Although the silver lining to this thunder cloud is that this will raise awareness for HG, the media reports have been coming out with some pretty strange claims, so to set the record straight:
- Hyperemsis Gravidarum IS dangerous. HG has resulted in a number of problems including liver failure and babies being born underweight, even when proper medical care is provided.
- Hyperemesis Gravidarum cannot resolve itself in 48 hours. Although there are exceptions, most cases are only diagnosed when there is a weight loss component of at least 5kg (10lb), which cannot happen in two days. HG by definition lasts at least several weeks.
- Having Hyperemesis Gravidarum does not necessarily mean that the royals are expecting twins. It means statistically there is a slightly higher chance than with normal pregnancies, but the chances are still slim.
- One study that I’m aware of has indicated that HG may be more likely to affect mothers in the first trimester if they are expecting a girl. However, it was pretty inconclusive and my son Benjamin is living proof that plenty of boys come from mothers with first trimester HG. So I’d hold off on buying any “It’s a Girl” cards just yet.

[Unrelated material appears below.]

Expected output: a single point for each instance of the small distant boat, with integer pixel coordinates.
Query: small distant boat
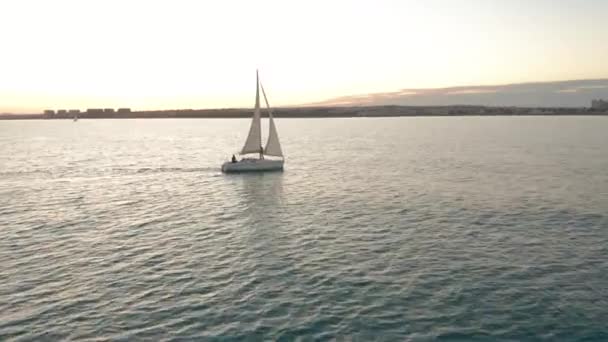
(253, 144)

- HG affects pregnant women of all ages. It affects women from all shapes, sizes, ethnic groups, cultures and climates.
The other good news is that the royal family (and the entire commonwealth for that matter) has a new addition to look forward to and when he/she arrives Princess Kate will be completely HG free.
In my wife Brynn’s case giving birth ended up being one of the easiest parts of the pregnancy. And upon looking into young Benjamin’s eyes she knew that all the pain and suffering had been worth it.
Benjamin is exactly six weeks old today and is in great health. It is really hard to believe that such a healthy baby could be the result of a pregnancy that was fraught with so much sickness, but Brynn and I are incredibly grateful that he is so well. It is very easy to take health for granted until someone close to you has so many difficulties.